The portal readers can automatically identify guns as they are brought back into the armory, as well as ID cards carried by police officers or security guards. The software application performs a real-time inventory of weapons stored on shelves every 10 minutes, 24 hours per day. The data—including serial numbers, along with the date and time each weapon is checked in or out—is transmitted wirelessly to a secure Web-based software program that analyzes the information and issues reports.
That program—an open-source SQL database, written by Pickett’s Oak Ridge team—allows an armorer to crunch the numbers to quickly reconcile what is in inventory and, he says, “when something is missing or in the wrong place, find it in a shorter amount of time.” As an alternative, the partners note, customers could choose to write their own applications.

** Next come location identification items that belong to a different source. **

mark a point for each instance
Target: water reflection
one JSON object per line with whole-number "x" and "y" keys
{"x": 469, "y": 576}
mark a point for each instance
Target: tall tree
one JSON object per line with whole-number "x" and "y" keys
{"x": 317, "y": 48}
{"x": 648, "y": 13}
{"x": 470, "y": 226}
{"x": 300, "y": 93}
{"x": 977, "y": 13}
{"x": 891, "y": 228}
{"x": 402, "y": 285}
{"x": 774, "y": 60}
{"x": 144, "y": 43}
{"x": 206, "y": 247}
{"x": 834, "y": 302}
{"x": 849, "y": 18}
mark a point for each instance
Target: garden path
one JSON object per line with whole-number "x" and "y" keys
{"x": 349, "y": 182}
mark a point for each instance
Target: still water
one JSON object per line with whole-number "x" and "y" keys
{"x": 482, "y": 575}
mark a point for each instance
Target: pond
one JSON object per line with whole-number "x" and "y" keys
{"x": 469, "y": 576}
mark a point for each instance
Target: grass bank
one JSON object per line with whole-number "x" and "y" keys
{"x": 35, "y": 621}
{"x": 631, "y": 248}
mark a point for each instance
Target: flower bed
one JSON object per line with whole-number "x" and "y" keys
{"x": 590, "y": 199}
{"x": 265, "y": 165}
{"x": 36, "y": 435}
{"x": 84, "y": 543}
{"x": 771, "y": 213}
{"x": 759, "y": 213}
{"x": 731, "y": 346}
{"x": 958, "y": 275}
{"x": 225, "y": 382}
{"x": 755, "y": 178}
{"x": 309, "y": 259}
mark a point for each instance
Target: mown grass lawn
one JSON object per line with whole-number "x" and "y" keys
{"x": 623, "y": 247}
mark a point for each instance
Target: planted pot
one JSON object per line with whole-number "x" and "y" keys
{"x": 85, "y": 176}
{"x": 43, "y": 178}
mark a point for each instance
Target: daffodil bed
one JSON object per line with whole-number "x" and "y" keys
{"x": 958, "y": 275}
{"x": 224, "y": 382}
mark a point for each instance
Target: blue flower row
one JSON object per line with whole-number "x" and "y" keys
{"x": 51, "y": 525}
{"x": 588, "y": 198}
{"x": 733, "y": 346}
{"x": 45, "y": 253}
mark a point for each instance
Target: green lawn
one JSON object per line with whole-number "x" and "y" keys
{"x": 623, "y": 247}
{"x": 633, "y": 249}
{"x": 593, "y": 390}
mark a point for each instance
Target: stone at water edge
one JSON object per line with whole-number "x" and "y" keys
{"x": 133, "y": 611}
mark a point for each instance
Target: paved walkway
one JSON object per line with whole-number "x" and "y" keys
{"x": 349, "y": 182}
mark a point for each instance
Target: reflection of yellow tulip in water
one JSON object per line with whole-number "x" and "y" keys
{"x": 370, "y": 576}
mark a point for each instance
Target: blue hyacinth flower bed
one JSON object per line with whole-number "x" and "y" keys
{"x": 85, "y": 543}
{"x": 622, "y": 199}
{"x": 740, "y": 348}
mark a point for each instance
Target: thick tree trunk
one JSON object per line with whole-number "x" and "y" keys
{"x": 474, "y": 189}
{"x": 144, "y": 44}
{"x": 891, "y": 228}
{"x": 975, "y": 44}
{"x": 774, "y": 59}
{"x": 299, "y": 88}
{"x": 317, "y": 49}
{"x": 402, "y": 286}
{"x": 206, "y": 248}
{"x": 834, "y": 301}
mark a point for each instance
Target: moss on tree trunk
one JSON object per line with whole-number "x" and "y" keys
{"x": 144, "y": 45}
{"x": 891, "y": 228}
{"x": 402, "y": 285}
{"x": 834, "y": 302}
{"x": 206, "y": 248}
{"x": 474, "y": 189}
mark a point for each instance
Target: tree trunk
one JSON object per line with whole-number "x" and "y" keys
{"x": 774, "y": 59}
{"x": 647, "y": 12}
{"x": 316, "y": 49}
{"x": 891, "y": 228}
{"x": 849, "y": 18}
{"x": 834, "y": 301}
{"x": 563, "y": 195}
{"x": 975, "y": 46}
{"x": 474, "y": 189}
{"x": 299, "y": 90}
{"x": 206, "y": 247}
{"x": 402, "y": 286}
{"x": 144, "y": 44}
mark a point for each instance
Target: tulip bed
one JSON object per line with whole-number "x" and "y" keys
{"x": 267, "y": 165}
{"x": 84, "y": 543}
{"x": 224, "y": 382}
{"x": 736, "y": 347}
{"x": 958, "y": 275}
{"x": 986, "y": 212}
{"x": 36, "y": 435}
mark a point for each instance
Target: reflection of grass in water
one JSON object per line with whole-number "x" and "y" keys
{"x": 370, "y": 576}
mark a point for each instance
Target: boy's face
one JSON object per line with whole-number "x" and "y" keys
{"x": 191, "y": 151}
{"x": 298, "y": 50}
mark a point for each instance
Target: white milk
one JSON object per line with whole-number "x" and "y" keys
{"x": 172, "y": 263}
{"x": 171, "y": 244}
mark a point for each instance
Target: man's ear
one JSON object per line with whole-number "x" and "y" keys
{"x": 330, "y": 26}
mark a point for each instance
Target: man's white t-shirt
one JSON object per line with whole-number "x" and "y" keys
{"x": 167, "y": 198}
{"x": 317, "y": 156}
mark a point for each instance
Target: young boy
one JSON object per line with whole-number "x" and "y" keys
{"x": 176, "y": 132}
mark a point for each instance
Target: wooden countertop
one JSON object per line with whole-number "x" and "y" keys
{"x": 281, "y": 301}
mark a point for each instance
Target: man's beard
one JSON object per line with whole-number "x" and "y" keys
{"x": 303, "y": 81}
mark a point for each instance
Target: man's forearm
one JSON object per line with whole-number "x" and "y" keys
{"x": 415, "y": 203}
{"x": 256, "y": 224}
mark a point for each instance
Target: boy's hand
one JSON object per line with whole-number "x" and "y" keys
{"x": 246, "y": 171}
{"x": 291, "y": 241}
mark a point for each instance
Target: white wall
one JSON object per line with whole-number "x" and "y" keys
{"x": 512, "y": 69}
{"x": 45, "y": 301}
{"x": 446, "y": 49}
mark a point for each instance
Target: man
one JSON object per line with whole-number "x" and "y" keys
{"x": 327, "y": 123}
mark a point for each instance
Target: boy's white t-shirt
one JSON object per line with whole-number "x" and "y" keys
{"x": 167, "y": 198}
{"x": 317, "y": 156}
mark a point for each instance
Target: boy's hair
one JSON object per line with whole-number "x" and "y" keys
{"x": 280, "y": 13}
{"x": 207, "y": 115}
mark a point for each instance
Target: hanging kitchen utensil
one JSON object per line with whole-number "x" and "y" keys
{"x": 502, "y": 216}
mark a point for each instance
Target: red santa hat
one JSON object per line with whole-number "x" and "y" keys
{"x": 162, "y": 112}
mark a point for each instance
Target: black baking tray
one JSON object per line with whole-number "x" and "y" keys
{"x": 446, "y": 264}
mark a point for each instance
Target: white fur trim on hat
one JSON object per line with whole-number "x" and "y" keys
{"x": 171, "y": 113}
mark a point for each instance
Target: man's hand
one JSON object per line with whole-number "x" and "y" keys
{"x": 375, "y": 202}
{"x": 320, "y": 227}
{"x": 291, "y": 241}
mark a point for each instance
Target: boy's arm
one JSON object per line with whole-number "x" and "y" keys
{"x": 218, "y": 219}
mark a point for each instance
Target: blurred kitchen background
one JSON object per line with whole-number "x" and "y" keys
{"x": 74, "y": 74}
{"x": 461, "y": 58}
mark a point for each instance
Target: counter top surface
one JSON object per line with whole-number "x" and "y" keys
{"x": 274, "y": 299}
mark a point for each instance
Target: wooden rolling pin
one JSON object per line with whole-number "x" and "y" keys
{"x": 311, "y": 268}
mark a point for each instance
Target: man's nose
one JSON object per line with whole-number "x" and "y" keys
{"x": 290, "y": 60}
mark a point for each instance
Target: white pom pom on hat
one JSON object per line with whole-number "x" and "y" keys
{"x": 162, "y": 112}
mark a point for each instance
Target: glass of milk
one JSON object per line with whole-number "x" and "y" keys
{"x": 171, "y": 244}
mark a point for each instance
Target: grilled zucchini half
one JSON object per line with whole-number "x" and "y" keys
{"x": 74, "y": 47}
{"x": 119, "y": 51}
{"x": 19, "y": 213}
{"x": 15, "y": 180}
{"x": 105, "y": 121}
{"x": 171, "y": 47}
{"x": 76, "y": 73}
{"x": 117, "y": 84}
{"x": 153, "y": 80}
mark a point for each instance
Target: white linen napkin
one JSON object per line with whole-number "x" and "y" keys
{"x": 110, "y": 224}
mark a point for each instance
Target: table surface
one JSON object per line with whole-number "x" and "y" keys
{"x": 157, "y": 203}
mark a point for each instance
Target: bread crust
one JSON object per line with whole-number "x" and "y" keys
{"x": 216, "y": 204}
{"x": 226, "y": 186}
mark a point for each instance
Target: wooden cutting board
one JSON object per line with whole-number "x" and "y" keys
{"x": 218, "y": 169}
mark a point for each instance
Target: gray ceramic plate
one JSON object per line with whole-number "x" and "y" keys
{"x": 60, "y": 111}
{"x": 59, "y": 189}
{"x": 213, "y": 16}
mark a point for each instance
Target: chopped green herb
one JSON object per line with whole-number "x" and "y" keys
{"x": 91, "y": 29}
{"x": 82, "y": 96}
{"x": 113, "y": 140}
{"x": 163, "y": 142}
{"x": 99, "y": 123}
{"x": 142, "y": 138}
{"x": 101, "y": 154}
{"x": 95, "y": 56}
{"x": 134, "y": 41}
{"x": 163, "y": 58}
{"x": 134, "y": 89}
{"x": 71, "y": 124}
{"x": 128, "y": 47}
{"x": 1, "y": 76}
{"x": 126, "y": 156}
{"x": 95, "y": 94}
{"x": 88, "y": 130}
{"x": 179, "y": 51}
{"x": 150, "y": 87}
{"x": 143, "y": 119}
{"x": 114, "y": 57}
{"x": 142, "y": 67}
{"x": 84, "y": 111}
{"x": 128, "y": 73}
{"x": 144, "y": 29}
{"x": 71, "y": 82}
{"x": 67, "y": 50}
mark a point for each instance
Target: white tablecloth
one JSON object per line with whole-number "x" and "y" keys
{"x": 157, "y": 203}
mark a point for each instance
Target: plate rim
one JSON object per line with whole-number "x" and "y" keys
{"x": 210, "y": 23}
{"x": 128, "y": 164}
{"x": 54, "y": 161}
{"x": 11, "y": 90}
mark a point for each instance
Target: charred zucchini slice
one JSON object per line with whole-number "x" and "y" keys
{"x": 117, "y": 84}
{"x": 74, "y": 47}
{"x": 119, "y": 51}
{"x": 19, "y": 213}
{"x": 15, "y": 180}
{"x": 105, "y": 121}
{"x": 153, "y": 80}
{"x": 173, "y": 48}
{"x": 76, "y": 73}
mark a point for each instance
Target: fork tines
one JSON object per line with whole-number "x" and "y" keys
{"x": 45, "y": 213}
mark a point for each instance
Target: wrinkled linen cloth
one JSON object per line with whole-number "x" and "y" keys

In either case, the applications could be integrated into a police department’s or military agency’s supply-chain management system, or other computer network.
Taking Aim on the Future
As of mid-August, Sig Sauer was preparing to send the first shipment of gun grips embedded with RuBee tags to Oak Ridge for final reliability tests. If all goes well, the lab will offer the network its stamp of approval, clearing the way for Energy Department facilities to purchase the equipment directly from Sig Sauer. Phasing in the network at various department facilities, Pickett says, could take several years, “as our federal sponsors can afford it.”
Sig Sauer hired John Klebes, a gun-industry veteran from Smith & Wesson, to manage the new business. According to Klebes, the company is currently negotiating purchase contracts with undisclosed U.S. and foreign law-enforcement customers. The cost for the Weapons Inventory Network will depend on the specific requirements of the armory or law-enforcement agency buying it. But Klebes says baseline prices range from $10,000 to $15,000 for a network with a handheld reader, software, licenses and some tags, and $15,000 to $20,000 for a system including a reader built into a doorway or portal.
Now that Sig Sauer has mastered putting RuBee tags inside its own handguns’ grips, Klebes says, the company is working to offer the tags as after-market add-ons for other gun makes, beginning with Glock pistols and M4 carbines. Over time, Sig Sauer intends to include varying types of sensors in the tags—for instance, the sensors could count intervals between shots, or measure the intensity of rounds fired or the temperature inside a gun barrel. The information would then be used for training purposes, or to determine if it’s time for a weapon to be serviced.
In the future, Kujawski says, Sig Sauer also hopes to market the Weapons Inventory Network for various types of law-enforcement applications, such as tracking property stored in a police evidence room, or helping military bases keep tabs on missiles and other expensive ammunition. And if a customer or other company wishes to talk to them about other possibilities using RuBee, he adds, his firm would be open to a phone call.